Intel® Optimization for TensorFlow* Installation Guide

By PREETHI VENKATESH, Jing Xu

Published:08/09/2017   Last Updated:04/03/2020

TensorFlow* is a widely-used machine learning framework in the deep learning arena, demanding efficient utilization of computational resources. In order to take full advantage of Intel® architecture and to extract maximum performance, the TensorFlow framework has been optimized using oneAPI Deep Neural Network Library (oneDNN) primitives, a popular performance library for deep learning applications. For more information on the optimizations as well as performance data, see this blog post TensorFlow* Optimizations on Modern Intel® Architecture .

Anaconda* has now made it convenient for the AI community to enable high-performance-computing in TensorFlow. Starting from TensorFlow v1.9, Anaconda has and will continue to build TensorFlow using oneDNN primitives to deliver maximum performance in your CPU.

This install guide features several methods to obtain Intel Optimized TensorFlow including off-the-shelf packages or building one from source that are conveniently categorized into Binaries, Docker Images, Build from Source.

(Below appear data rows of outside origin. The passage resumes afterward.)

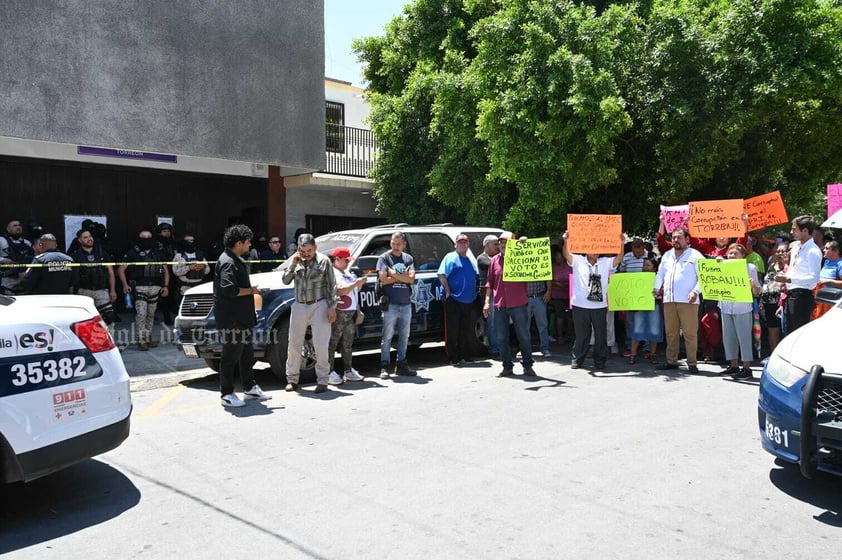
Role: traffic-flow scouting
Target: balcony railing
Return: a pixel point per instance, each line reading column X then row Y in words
column 349, row 151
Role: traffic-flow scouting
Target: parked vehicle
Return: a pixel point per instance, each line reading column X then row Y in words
column 800, row 404
column 64, row 391
column 195, row 327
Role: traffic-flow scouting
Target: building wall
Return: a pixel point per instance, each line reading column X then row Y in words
column 240, row 80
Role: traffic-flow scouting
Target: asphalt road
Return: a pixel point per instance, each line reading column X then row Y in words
column 455, row 463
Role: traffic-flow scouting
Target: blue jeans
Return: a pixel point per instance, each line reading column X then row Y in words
column 520, row 319
column 398, row 315
column 538, row 309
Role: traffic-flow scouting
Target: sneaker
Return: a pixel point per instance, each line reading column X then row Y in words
column 744, row 373
column 232, row 400
column 256, row 393
column 508, row 371
column 353, row 375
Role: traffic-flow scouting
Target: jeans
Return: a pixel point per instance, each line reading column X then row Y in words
column 538, row 309
column 520, row 319
column 397, row 317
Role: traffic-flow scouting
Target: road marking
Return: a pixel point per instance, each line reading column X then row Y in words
column 161, row 403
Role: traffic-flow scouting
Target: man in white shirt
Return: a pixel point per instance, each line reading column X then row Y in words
column 677, row 282
column 805, row 265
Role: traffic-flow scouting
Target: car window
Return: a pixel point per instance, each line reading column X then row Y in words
column 428, row 249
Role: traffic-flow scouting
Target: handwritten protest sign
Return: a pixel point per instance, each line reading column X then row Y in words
column 631, row 291
column 528, row 261
column 724, row 281
column 834, row 198
column 717, row 218
column 675, row 216
column 594, row 233
column 765, row 210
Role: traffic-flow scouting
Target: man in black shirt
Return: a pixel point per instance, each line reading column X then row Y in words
column 233, row 300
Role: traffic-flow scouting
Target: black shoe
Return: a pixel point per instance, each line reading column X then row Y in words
column 508, row 371
column 666, row 365
column 744, row 373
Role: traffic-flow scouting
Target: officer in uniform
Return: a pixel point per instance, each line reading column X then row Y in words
column 50, row 271
column 147, row 281
column 14, row 249
column 190, row 266
column 92, row 278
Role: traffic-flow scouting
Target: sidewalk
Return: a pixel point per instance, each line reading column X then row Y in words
column 163, row 366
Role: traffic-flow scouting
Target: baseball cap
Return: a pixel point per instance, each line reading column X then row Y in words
column 341, row 253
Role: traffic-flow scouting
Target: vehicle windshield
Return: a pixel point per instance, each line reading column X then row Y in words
column 327, row 243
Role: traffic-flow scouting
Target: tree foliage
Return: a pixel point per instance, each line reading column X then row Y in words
column 520, row 111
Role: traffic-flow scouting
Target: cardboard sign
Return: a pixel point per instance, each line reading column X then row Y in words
column 834, row 198
column 631, row 291
column 724, row 281
column 675, row 216
column 529, row 261
column 765, row 210
column 594, row 233
column 717, row 218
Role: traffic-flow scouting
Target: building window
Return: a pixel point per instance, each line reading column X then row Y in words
column 335, row 127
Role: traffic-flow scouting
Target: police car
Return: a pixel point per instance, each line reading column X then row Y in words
column 195, row 327
column 64, row 391
column 800, row 402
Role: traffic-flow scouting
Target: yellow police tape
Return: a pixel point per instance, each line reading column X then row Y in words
column 139, row 263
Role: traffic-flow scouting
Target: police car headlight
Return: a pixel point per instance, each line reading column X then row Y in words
column 782, row 371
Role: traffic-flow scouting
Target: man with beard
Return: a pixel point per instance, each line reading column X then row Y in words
column 92, row 278
column 148, row 278
column 314, row 307
column 14, row 249
column 233, row 300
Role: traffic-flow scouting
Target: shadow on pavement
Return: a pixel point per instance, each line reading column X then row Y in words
column 63, row 503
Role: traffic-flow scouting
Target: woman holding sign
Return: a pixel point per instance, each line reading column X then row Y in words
column 590, row 302
column 737, row 322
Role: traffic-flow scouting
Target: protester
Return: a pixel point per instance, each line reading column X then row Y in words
column 233, row 298
column 737, row 322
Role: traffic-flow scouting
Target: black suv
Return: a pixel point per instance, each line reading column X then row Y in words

Now, Intel-optimized Tensorflow is also available as part of Intel® AI Analytics Toolkit. Download and Install to get separate condo environments optimized with Intel's latest AI accelerations. Code samples to help get started with are available at: https://github.com/intel/AiKit-code-samples

Quick Links

Anaconda

*Supports Py36 and Py37

PIP Wheels

Docker Containers

Build from source

1. Binaries

Install the latest Intel® Optimization for TensorFlow* from Anaconda* Cloud

Available for Linux*, Windows*, MacOS*

TensorFlow* version: 2.2.0

Installation instructions:

If you don't have conda package manager, download and install Anaconda

Linux and MacOS

Open Anaconda prompt and use the following instruction

conda  install tensorflow

In case your anaconda channel is not the highest priority channel by default(or you are not sure), use the following command to make sure you get the right TensorFlow with Intel optimizations

conda  install tensorflow -c anaconda

Windows

Open Anaconda prompt and use the following instruction

conda install tensorflow-mkl

(or)

conda install tensorflow-mkl -c anaconda

Besides the install method described above, Intel Optimization for TensorFlow is distributed as wheels, docker images and conda package on Intel channel. Follow one of the installation procedures to get Intel-optimized TensorFlow.

 

Note: All binaries distributed by Intel were built against the TensorFlow v2.2.0 tag in a centOS container with gcc 4.8.5 and glibc 2.17 with the following compiler flags (shown below as passed to bazel*)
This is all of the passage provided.